When John adjusts S according to skills trained on A, that involves distillation, with S being trained to produce outputs closer to the outputs of some system for A.


As best I can tell, I use a multiscale extension of SDF hyperdiffusion for 3d visualization, so I think humans are able to use hypernetworks. That’s a less-convincing argument for other people, so let’s consider someone visualizing a 3d object based on a verbal description.

ANNs can be trained by RL to provide an implicit representation of a specific 3d object (eg with SDFs or NERFs) but considering the speed of neurons, people are able to visualize 3d objects too quickly for that to be the method used.

A verbal description converted to a 3d visualization must first be encoded to a latent representation, then decoded from that to every location in the 3d representation.

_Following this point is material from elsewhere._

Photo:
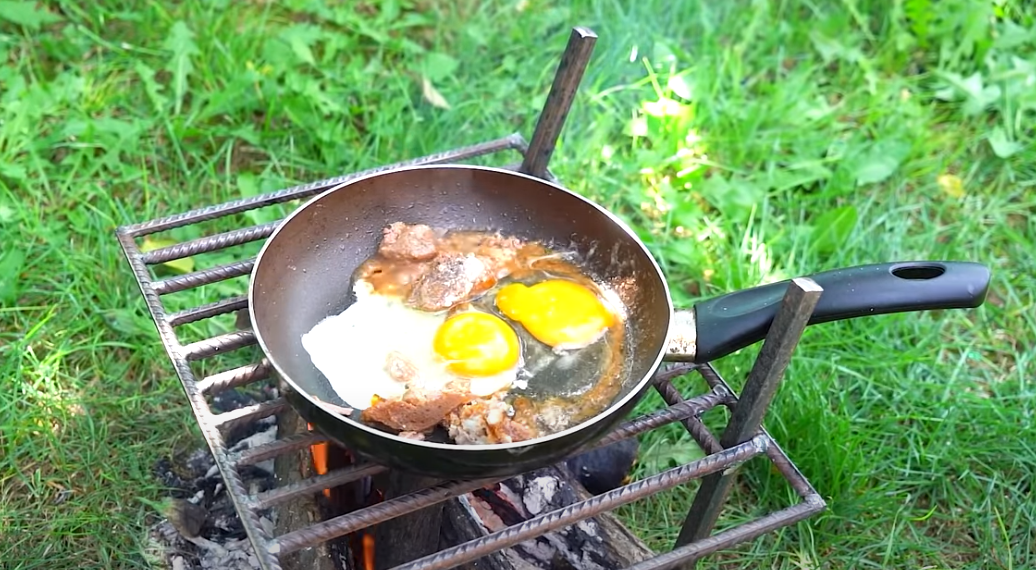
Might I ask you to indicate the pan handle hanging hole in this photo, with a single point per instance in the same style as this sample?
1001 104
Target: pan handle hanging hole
918 273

For 2d images, decoding to every pixel is reasonable, but decoding to every location in 3d is inefficient and leads to blocky voxel representations. Such voxel representations are incompatible with the experienced characteristics of 3d visualizations, so human 3d visualizations must involve some implicit representation step during generation, although that could later be converted into (eg) a textured surface form for greater efficiency. Generation of that implicit representation must involve input to the neurons of a representation-generating network across its structure, so a hypernetwork is involved.

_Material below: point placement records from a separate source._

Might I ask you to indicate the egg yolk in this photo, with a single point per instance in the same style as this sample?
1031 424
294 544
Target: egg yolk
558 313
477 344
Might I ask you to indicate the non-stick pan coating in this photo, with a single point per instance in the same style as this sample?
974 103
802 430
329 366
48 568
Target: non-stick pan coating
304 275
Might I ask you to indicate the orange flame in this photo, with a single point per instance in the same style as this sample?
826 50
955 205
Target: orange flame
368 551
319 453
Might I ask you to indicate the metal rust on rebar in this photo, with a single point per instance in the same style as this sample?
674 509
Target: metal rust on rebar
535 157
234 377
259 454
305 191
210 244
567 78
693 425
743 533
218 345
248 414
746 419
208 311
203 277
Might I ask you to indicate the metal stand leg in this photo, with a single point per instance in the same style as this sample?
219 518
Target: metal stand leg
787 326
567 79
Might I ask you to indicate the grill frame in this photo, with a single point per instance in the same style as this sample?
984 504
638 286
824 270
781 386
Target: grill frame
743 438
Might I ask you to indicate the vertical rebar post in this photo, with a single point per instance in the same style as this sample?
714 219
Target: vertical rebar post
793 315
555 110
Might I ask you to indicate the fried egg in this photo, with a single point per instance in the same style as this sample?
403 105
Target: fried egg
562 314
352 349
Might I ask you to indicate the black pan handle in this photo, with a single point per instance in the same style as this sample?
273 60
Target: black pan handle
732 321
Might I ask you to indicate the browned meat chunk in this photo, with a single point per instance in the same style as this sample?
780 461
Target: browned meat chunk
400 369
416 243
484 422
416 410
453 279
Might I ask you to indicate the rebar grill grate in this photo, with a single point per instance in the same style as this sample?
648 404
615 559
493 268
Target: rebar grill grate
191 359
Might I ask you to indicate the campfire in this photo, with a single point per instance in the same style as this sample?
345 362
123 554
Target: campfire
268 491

Regarding augmentation, humans can obviously decide to use tools like notes or calculators for specific parts of tasks.

D:speed

Action potentials in most neuron dendrites travel at <100m/​s. Electrical signals in wires travel ~10^6 times as fast.

Transistors are much faster than neurons. Synapses have a delay of ~0.5ms; individual transistors in CPUs can switch >10^7 times that fast.

conclusion

Per D:efficiency, large improvements in data-efficiency and energy-efficiency of AI systems from algorithmic and hardware improvements are possible.

The methods available for SI can be categorized by D:management_methods. A:human_management_methods shows that humans use SI methods in directed ways. That usage implies that such SI is useful.

By the combined weight of A:childhood_implications and A:stability_implications, it’s likely that humans use SI to bootstrap from sub-human capabilities to human-level capabilities. Per D:speed, an AI system could do such bootstrapping much more quickly. Based on human development speed, I’d expect that to take from 5 minutes to 1 day for a fully parallelized system, with that time multiplied by serialization of processing.

Per L:drift, A:adaptation_executors, and A:domain_shift, the goals of systems using SI are likely to change. Per D:relative_drift and A:domain_shift, change in goals should increase with the degree of SI, and large changes are probably inevitable for large amounts of SI.